Despite these, JetBlue executives have claimed that the new company could reach $700mn in net synergies in 3 years’ time. Furthermore, the deal looks to bring JetBlue something invaluable: a presence on the West Coast. Currently, while having a notable presence on the East Coast, JetBlue has been struggling to expand on the other side of the country. A merger with Spirit would mean gaining access to key hubs such as Chicago, Dallas, and Atlanta. Lastly, both airlines operate Airbus A320 aircraft with the same engines, so despite the need to upgrade the interiors, training costs for Spirit pilots would be very low.
Spirit has agreed to entertain both offers, with board members admitting that the latter offer, by JetBlue, seems like the ‘superior offer’. Frontier has attacked this offer, claiming that the high costs that JetBlue would face to upgrade Spirit’s aircraft will result in higher ticket prices. Nevertheless, both deals make sense. A Frontier-Spirit merger seems more logical, as both companies have similar business plans and pursue virtually the same strategy. This clearly would favour consumers, through even lower ticket prices and access to a much larger variety of flights. Analysts doubt that the same outcome for the consumer would occur in the case of a JetBlue-Spirit merger. However, this latter offer seems to be the better at first glance, but Spirit shareholders might reject it on the basis of losing their entire ownership of the new company. A JetBlue-Spirit merger might still reduce prices while offering a degree of comfort that would enable price-sensitive consumers to afford comfortable travel. The clear benefit of this deal would be a notable presence on the West Coast, and therefore a much larger variety of flights offered to customers.
The outcome of this American airlines ‘saga’ is not only dependent on the 3 companies involved. It might seem that the ball is in Spirit’s court, but in truth, the power is held by Antitrust Authorities.
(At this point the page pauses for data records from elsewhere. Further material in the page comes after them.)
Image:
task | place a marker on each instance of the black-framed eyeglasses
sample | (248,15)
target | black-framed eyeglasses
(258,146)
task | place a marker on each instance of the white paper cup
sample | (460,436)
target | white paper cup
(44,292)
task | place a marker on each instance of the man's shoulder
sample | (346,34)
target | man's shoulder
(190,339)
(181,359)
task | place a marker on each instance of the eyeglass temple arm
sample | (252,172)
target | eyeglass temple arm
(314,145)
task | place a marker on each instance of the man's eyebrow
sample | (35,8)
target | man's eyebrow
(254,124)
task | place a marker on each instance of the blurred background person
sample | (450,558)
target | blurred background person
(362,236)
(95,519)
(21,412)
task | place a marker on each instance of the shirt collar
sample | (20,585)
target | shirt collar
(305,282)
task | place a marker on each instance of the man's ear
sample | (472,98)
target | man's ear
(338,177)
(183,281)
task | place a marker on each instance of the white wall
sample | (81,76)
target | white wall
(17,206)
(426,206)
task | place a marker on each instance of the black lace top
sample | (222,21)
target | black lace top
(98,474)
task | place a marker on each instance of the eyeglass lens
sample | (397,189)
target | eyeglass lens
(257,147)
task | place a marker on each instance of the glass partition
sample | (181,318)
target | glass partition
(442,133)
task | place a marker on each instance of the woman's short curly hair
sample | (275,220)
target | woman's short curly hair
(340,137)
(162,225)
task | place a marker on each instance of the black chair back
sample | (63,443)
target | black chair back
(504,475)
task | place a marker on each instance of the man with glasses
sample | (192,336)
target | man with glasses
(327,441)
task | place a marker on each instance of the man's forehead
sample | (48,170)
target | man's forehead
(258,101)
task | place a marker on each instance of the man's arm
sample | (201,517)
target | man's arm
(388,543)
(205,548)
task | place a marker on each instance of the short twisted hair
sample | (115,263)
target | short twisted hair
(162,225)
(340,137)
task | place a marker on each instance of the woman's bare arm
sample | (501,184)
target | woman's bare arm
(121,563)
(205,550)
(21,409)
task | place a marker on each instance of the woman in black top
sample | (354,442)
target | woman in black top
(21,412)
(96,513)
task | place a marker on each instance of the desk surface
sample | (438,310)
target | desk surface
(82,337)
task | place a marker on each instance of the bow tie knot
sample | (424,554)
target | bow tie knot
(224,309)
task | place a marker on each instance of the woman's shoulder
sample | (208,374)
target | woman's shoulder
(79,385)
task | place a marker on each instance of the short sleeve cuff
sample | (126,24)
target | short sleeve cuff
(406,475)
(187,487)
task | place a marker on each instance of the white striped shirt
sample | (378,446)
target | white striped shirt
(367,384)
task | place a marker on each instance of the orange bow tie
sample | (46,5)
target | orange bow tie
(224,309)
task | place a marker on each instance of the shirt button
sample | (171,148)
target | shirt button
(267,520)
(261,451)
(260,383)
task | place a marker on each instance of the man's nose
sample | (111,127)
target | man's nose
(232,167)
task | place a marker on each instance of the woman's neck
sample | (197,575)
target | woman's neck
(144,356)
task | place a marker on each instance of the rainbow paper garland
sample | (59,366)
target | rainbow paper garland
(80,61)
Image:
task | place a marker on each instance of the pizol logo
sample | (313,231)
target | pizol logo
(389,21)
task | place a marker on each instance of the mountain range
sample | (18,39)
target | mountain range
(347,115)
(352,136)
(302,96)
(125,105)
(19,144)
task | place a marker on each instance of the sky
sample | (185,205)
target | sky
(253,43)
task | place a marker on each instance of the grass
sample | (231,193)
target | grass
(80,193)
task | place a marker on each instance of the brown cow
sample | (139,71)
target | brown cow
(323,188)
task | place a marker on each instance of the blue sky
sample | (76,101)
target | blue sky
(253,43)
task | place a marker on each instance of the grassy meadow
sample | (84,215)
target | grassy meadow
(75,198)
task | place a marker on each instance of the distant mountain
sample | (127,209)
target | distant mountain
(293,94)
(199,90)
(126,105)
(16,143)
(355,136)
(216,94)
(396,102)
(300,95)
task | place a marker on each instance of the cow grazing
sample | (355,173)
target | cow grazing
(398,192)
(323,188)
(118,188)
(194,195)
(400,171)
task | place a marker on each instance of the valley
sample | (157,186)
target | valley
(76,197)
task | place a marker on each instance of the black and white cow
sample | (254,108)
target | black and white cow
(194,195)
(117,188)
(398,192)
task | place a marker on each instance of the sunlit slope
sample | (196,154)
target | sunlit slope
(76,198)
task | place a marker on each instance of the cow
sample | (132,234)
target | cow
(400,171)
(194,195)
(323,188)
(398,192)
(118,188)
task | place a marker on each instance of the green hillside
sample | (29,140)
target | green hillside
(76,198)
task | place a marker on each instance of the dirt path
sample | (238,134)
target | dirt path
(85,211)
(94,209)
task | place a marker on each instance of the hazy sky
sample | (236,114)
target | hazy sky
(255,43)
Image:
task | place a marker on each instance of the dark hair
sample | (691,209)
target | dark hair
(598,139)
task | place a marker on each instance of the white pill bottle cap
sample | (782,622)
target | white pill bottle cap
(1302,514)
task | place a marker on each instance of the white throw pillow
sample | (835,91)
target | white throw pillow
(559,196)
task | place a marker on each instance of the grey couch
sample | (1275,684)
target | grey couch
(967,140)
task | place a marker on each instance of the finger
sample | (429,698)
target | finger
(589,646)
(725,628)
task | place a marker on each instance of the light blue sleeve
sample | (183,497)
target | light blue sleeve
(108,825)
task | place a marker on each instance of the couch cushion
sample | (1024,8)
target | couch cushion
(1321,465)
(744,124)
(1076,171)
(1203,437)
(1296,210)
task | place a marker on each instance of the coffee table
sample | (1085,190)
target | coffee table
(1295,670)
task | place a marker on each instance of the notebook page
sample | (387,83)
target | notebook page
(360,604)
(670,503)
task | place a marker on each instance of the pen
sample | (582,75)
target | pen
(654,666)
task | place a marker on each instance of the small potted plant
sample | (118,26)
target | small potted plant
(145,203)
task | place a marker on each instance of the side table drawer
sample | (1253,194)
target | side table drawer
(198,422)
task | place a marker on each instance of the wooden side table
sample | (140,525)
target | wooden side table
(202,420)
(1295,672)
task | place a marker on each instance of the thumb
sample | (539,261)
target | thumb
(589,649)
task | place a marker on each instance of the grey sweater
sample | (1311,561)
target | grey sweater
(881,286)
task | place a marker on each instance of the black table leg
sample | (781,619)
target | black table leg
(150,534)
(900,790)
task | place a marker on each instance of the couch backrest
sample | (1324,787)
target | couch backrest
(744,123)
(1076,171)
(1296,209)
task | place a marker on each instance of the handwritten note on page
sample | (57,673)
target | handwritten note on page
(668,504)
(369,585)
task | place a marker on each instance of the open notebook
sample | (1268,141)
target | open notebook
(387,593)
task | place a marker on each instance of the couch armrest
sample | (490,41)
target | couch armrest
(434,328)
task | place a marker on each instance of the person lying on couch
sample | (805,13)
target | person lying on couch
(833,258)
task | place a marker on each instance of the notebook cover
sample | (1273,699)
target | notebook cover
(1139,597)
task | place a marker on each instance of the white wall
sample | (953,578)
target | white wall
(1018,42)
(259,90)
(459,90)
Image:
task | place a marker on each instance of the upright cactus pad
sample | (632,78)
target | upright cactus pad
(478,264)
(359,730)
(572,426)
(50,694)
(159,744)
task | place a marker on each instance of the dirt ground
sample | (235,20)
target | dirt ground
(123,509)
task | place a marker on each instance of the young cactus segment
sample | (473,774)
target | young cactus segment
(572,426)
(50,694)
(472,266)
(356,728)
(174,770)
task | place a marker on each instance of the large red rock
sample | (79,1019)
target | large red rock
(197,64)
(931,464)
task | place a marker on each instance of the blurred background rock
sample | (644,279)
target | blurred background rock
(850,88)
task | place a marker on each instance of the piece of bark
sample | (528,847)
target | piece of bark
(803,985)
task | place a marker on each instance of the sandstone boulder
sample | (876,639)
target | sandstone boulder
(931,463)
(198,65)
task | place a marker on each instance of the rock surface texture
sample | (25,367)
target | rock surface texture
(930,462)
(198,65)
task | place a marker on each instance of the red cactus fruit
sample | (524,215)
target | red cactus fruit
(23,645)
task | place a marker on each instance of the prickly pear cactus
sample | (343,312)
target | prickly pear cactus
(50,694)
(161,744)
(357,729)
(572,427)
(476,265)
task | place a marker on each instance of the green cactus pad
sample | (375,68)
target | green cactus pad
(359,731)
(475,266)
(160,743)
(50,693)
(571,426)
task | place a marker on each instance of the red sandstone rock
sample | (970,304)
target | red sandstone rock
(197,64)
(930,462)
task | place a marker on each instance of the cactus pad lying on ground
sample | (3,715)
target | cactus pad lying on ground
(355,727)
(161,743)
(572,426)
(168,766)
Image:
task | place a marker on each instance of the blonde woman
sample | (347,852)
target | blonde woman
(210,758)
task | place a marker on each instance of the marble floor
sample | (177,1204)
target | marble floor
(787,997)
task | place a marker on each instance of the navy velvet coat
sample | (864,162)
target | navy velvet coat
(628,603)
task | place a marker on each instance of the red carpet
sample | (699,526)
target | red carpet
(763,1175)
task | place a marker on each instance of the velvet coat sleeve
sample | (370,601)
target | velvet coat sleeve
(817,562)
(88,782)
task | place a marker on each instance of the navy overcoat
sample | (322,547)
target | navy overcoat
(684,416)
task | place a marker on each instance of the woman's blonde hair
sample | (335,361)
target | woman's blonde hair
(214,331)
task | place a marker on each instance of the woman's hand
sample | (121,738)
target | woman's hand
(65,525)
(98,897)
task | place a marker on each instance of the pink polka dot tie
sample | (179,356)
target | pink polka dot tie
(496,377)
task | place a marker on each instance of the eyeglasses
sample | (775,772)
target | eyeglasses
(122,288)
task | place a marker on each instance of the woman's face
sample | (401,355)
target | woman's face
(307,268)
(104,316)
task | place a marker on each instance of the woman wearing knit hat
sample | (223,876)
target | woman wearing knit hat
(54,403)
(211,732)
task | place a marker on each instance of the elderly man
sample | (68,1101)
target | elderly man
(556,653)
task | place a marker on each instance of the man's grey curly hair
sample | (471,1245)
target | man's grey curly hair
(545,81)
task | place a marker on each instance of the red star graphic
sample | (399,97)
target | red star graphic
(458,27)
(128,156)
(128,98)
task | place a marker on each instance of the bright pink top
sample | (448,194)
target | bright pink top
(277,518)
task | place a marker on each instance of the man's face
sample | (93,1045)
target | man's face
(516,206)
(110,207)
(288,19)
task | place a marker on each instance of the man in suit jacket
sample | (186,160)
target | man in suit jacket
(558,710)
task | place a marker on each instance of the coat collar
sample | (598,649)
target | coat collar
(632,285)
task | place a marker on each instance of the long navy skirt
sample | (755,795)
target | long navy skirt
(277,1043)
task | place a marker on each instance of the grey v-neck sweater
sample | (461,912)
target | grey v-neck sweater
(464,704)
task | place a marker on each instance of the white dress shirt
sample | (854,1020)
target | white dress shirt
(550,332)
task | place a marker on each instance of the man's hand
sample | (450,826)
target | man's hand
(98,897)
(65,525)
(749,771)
Regulators have taken an aggressive stance on mergers in the Airline Industry and elsewhere under the Biden Administration, meaning that neither of the 2 outcomes presented above might happen.
In terms of the likelihood of each of the 3 scenarios happening (Frontier deal is accepted, JetBlue deal is accepted or neither of the 2), the JetBlue-Spirit deal seems least likely. Regulators will have been left with a sour taste after JetBlue’s attempt to form a “Northeastern Alliance” with American back in 2021. Moreover, the resulting company would take a higher market share than Frontier-Spirit would, meaning that it is more likely to threaten competition. Lastly, the question of whether ticket prices would rise has still not been answered, as it seems clear that a merger would bring massive costs to JetBlue, costs that need to be offset somehow. The Frontier- Spirit deal looks to be much more straightforward: 2 companies with similar strategies that would create the fifth-largest airline in the US in a bid to boost competition by lowering ticket prices seems plausible and harmless, in theory.
But judging by the stance of the US Justice Department on the Airline Industry in the US, they might just want to preserve the status quo. The reality is that the Airline Industry is a tough, competitive place as it is and non-existent M&A activity in recent years has pointed to the industry being established in the eyes of regulators, meaning that there is a high chance that neither of the 2 deals goes through.